A tree-based machine learning method splits the space into regions and fits a region-specific classification/regression function (typically just a constant). Additional flexibility and capacity can be achieved by bagging and boosting elementary trees, but at the core of these methods is their space partitioning capabilities. A few months ago I started to wonder if neural networks can do a similar thing. My gut feeling was that neural nets should be doing something of the kind, but the mechanics of the neural net space partitioning was unclear to me. I even posted a question on StackExchange, yet, I have not gotten an answer.
However, I recently discovered an insightful video lecture by Ian Goodfellow where he elaborates on the nature of adversarial examples and discusses possible ways to defend from an attacker (spoiler alert: there seems to be no working method yet!). Basically, he argues that adversarial examples is a common Achilles' heel, which comes—in fact somewhat surprisingly—from excessive linearity of existing approaches. Ian Goodfellow argues that this issue plagues almost all standard machine learning approaches including SVMs, tree-based methods, and neural networks. What is even more surprising, adversarial examples are transferable across different algorithms: An adversarial example designed to fool, e.g., a decision tree is very likely to fool some other method as well!
Fig 1. A hyperplane separating positive and negative examples.
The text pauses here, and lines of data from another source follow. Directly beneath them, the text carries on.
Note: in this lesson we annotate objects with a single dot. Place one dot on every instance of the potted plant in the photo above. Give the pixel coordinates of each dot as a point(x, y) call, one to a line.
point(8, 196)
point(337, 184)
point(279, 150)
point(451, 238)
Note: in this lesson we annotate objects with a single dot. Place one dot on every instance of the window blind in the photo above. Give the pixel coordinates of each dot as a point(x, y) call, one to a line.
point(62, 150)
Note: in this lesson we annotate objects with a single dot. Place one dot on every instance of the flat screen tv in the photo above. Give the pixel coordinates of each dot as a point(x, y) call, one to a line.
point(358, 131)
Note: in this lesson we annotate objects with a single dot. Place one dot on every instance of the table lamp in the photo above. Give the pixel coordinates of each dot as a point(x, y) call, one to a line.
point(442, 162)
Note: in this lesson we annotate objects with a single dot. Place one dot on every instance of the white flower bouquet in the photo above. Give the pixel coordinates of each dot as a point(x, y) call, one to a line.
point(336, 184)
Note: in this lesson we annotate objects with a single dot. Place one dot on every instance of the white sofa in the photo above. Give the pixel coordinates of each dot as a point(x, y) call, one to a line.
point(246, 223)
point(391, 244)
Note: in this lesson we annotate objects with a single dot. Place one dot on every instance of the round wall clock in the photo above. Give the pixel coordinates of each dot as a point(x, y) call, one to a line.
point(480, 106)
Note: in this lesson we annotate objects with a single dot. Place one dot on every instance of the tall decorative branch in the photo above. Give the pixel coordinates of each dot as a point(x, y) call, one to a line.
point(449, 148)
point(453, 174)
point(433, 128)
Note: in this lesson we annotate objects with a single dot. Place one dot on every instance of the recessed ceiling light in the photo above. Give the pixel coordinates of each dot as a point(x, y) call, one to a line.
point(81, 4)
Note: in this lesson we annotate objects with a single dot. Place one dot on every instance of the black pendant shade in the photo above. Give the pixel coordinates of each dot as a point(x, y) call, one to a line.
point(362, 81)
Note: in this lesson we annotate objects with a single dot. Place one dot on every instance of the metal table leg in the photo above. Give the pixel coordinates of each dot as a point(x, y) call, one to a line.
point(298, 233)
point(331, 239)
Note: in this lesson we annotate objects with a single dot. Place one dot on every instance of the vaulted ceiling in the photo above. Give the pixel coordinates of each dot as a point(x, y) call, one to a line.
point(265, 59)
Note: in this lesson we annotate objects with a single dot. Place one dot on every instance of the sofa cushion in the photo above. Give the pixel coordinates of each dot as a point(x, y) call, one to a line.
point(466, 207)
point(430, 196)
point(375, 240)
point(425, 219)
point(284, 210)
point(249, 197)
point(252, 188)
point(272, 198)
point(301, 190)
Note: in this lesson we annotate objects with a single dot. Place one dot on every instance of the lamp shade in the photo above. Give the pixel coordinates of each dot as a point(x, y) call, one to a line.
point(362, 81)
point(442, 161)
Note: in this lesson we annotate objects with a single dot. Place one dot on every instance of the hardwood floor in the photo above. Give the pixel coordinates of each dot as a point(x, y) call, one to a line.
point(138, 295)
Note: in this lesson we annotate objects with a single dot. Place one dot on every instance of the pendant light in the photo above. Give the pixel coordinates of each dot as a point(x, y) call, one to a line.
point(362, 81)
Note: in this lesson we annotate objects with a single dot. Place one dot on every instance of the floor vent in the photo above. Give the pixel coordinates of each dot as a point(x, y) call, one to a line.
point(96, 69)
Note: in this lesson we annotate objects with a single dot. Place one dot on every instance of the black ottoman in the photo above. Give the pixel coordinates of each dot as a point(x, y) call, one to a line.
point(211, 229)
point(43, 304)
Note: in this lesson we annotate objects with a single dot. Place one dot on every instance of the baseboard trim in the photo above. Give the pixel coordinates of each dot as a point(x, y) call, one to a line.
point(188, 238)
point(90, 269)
Ian also notes that neural nets divide the space using an approximately piecewise linear function. This observation basically answers my question about the space partitioning capabilities of neural networks. For neural nets with only truly piecewise linear activation functions (such as RELU), the division of the space is truly linear. As a side comment, this kinda explains (at least for me) the ability of neural networks to generalize quite well despite having so many parameters. A well-known deficiency of the linear and piecewise linear models (as noted by Ian) is that they can be super confident in regions where they encountered no training data. For example, in Figure 1 the linear classifier would have a very strong "opinion" about the negativity of the point marked by the red question mark. However, this confidence is not fully substantiated, because there are no training points nearby.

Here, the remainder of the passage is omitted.